The former Second Lady spoke at Eastern Oregon University on Oct. 10, 1992, at a Oregon Art Education Conference.
Mondale told an audience in Loso Hall she believed art should be intertwined with education and the idea that it is a “frill” rather than “essential stuff” was dangerous, according to an article in the Oct 11, 1992, edition of The Observer.
“If a nation believes that art is unimportant it becomes a nation that produces unimportant art,” Mondale said.
Such nations rarely achieve greatness, she added.
“Art teaches us about excellence and creativity,” Mondale said. “It teaches us to get the best from ourselves.”
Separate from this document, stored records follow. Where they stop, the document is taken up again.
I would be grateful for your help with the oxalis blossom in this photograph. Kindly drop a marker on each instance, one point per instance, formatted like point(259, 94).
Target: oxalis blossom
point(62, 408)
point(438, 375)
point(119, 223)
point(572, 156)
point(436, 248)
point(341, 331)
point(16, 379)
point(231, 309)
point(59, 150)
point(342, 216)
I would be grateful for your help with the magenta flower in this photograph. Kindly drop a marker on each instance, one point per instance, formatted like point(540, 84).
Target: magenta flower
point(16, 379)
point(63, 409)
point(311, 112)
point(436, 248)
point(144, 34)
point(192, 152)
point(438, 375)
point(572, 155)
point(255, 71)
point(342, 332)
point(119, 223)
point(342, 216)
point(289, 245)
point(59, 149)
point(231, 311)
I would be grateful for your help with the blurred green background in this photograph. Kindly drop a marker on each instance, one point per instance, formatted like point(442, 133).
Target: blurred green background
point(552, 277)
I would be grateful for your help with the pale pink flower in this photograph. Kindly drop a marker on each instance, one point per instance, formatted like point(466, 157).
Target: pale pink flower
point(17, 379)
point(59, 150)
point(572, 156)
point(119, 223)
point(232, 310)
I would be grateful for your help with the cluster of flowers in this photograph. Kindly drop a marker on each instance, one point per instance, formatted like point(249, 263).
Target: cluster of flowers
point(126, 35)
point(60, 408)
Mondale, who was a potter, said art gives people a unique sense of their own identity and individuality that can never be lost. She quoted a drama teacher who said, “You own your own imagination. No one else has one exactly like yours.”
La Grande was one of many places where Mondale, who was born in Eugene and grew up in Pennsylvania, spoke on behalf of art.
Mondale worked so hard to generate public and private support of the arts that she became affectionately known as “Joan of Art” according to an obituary published in the Feb. 5, 2014, Minneapolis StarTribune.
Joan Mondale, who died in 2014 at age 83, spoke in La Grande a little more than a decade after her husband finished serving as vice president under President Jimmy Carter from 1977-81. Walter Mondale was the Democratic nominee for president in 1984 but lost in the general election to incumbent President Ronald Reagan.